In fact, despite constantly mentioning the astounding conclusions from numerous brain imaging studies he was run, not one has appeared in the scientific literature.
But even without knowing about the reliability data or the quality of the analysis, it's easy to see that he's talking through his hat because the interpretation are so over-the-top that they are actually beyond what is possible with brain imaging science.
The piece is full of nonsense of various sorts.
I carried out an fMRI experiment to find out whether iPhones were really, truly addictive...
In each instance, the results showed activation in both the audio and visual cortices of the subjects brains. In other words, when they were exposed to the video, our subjects brains didnt just see the vibrating iPhone, they heard it, too; and when they were exposed to the audio, they also saw it. This powerful cross-sensory phenomenon is known as synesthesia.
Actually, this is known as bullshit because synesthesia is where a conscious sensory experience in one sensory domain produces a conscious experience in another.
In other words, synesthesia is defined by the experiences that someone has, not where brain activity shows up.
Link to the Original article. NYT:You Love Your iPhone. Literally.
(Excerpt) Read more at mindhacks.com ...
It’s more like “Hey, you’re really familiar with your iPhone.” Duh!
Junk Science meets Leftist Rag... now THAT’S true love!
I am surprised that you are surprised that “The Old Gray Bag Lady” would have in their employ Manufacture-Myths-Martin.
Meanwhile, in NYC, the brewing pathos is reaching epic proportions! I’m talking about the future leaders of Amerika down on Wall Street protesting the-flavor-of-the-day.

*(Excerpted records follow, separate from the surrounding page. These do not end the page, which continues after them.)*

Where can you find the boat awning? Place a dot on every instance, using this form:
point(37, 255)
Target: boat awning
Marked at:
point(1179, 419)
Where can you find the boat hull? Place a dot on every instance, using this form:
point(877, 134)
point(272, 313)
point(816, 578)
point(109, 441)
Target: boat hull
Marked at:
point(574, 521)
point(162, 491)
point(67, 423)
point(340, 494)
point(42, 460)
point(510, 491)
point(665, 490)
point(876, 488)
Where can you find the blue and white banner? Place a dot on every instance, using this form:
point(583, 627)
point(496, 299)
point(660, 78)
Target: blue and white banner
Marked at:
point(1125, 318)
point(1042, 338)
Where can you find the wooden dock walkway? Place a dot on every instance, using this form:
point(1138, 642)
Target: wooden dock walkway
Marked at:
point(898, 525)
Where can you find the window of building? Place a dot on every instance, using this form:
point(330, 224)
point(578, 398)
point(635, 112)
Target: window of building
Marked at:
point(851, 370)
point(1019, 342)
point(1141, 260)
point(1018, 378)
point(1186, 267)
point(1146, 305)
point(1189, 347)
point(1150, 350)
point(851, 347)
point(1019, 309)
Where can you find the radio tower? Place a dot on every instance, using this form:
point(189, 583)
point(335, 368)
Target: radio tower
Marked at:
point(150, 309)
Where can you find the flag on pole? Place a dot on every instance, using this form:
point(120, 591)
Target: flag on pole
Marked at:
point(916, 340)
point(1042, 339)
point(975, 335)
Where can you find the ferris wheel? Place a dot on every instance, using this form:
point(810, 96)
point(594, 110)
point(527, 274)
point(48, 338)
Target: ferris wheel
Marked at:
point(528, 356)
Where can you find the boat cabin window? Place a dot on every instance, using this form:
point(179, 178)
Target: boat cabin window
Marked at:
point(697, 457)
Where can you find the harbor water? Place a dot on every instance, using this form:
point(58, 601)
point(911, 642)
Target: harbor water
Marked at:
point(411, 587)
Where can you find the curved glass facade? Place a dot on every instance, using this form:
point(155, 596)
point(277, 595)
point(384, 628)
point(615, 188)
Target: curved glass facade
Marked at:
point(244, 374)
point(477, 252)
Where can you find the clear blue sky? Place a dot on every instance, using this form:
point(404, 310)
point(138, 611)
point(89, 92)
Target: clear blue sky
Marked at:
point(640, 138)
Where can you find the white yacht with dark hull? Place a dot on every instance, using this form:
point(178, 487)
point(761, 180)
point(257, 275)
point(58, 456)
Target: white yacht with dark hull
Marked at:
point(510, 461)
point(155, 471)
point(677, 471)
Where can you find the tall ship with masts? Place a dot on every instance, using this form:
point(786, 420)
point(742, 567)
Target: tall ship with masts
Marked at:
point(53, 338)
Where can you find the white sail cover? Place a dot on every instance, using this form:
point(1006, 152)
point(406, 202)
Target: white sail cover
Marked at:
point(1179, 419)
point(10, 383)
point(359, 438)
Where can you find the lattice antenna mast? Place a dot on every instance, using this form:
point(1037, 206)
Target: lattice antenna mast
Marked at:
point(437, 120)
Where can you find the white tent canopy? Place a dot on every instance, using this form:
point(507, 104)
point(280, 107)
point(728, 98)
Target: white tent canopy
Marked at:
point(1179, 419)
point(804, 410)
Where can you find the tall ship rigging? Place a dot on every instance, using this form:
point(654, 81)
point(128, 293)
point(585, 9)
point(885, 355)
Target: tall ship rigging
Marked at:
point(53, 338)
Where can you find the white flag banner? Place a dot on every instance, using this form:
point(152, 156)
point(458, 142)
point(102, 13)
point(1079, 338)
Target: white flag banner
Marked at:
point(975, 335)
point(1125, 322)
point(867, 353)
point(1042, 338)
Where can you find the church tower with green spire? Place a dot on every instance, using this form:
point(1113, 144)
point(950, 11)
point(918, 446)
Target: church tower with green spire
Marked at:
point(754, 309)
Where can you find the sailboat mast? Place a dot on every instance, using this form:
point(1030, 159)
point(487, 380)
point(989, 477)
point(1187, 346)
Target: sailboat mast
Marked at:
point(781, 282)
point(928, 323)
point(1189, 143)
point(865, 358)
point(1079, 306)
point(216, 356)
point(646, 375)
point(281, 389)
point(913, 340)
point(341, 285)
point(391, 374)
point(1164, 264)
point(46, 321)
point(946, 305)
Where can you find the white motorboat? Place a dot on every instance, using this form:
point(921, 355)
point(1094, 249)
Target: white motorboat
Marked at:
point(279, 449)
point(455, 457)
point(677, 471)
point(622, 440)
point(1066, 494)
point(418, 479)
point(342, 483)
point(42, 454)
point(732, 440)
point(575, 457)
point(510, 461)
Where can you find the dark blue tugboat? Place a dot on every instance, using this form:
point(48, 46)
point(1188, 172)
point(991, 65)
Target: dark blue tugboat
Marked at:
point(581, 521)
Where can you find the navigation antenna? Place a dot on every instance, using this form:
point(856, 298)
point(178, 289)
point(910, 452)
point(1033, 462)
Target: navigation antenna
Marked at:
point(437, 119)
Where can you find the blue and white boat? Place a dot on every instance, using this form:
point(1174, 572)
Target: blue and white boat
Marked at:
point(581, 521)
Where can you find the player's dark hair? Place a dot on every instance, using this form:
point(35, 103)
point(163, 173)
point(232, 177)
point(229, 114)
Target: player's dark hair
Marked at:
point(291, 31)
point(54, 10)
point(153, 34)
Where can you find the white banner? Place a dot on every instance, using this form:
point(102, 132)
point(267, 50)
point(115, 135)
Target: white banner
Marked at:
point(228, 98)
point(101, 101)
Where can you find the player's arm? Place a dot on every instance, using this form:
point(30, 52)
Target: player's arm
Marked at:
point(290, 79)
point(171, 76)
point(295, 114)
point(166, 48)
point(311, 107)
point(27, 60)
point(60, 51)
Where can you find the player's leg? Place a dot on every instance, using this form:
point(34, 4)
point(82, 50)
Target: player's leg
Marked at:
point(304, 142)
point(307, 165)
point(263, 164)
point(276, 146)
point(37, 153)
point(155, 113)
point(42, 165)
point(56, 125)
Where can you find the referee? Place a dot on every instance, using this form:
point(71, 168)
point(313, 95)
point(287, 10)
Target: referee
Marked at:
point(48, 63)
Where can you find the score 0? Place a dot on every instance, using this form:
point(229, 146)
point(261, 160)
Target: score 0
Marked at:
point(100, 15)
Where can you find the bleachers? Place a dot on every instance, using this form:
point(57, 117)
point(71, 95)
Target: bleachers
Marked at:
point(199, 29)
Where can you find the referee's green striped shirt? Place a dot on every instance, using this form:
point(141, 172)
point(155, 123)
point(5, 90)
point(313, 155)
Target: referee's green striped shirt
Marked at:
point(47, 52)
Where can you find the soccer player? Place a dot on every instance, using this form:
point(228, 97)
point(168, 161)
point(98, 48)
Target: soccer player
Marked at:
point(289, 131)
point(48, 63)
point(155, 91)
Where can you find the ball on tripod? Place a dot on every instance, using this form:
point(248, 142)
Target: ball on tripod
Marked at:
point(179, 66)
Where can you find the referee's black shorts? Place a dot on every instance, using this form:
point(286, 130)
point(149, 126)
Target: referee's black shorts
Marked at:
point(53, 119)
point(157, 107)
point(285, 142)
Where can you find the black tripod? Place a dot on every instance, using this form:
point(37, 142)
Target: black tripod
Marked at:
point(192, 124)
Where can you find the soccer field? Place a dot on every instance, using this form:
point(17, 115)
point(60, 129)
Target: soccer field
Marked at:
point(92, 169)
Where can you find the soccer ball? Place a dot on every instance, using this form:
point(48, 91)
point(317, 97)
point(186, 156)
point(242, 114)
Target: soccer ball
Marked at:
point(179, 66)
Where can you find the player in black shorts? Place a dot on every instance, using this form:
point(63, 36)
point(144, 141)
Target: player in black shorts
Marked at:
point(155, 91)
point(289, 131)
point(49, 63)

Is the Old Bag Lady going to open her doors, feed, shelter and comfort the protesting masses? It is the LEAST that she could do for her future writers, and editors!
Well, that’s not quite true. The least that she could do is nothing.
I concluded my comments by saying we at Free Republic know better than to be surprised.
The piece is written by Martin Lindström, famous for writing the 'neuromarketing' best-seller Buyology, but infamous for not making any of his data or studies public. In fact, despite constantly mentioning the astounding conclusions from numerous brain imaging studies he was run, not one has appeared in the scientific literature.
I extend my apologies to you. My comments were a feeble attempt at humor. A lot of tongue-in-cheek type of dry humor. It is a character flaw of mine. Sorry.
Well, if you really mean it, only flowers will do. :-) There’s nothing unambiguous about my comments being expressed in a humorous vein, albeit feeble (as well). :-)
Yep, I meant every word, including the part about my flawed character.
A lot is lost when humor is reduced to print. Victor Borga (?sp) probably came the closest in his re-definition of punctuation marks, Youtube it, or rent his video sometime for a good chuckle.
The Old Gray Ass-Wipe, has always been a counterculture rag. She almost went belly up a few years ago, but didn’t, to my great disappointment.
Remember that punk kid she hired a few years ago that wrote total lies, got caught by someone OUTSIDE the NYT organization, finally got let go, and then wrote a book about how incompetent his editor was for not catching the lies that he wrote? Oh, YES, I meant every word in my sarcastic, dry, feeble attempt at humor.
I’ll work on my character flaws - - - . Who knows, someday I might be completely humorless - - - ?
BTW, thanks for the cyber-flowers, they are lovely! Allow me to buy you a cyber-beer. Gotta replenish the CO2 in the atmosphere!
BTW, BTW, didn’t mean to do it, but those last two lines rhyme - - - . This “character change” stuff is going to be a lot tougher than I thought!